REPUBLIKA.CO.ID, JAKARTA -- Peneliti hukum Indonesia Legal Roundtale (ILR) Erwin Natosmal Oemar mengatakan terkait dimungkinkannya Peninjauan Kembali (PK) vonis mati terpidana narkoba asal Filipina, Mary Jane Veloso, Mahkamah Agung (MA) tidak boleh membangkang konstitusi.
Karena, tembahnya, MA pernah mengeluarkan surat edaran yang menerangkan PK hanya boleh dilakukan satu kali. "Namun surat edaran itu sudah dibatalkan Mahkamah Konstitusi. Jadi PK bisa dilakukan berkali-kali selama ada novum atau bukti baru yang bisa menggugurkan vonis," jelas Erwin pada Republika, Senin (4/5).
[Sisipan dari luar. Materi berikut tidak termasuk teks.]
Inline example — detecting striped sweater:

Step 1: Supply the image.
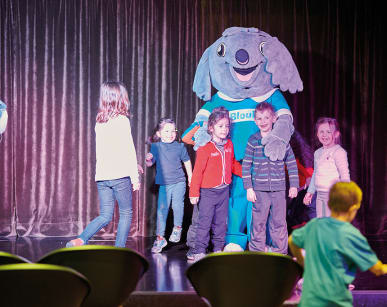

Erwin menambahkan evaluasi vonis mati Mary Jane bisa dilakukan jika bukti baru yang terungkap di persidangan Filipina cukup kuat. "Misalnya ada argumen jika Mary Jane hanya kurir dan korban perdaganagan manusia," tambahnya.
Dia juga menyarankan agar pemerintah Indonesia menunggu persidangan di Filipina selesai dulu. "Jika kita tidak ingin dianggap terbelakang dan menegakkan hukum secara sewenang-wenang," ungkap Erwin.
Sebelumnya, eksekusi mati Mary Jane Veloso ditunda karena Maria Kristin Sergio, orang yang diduga menjual Mary Jane, menyerahkan diri pada kepolisian Filipina. Maria Kristina Sergio diduga sebagai perekrut Mary Jane untuk menyelundupkan heroin ke Indonesia. Dia juga didakwa melakukan rekrutmen ilegal.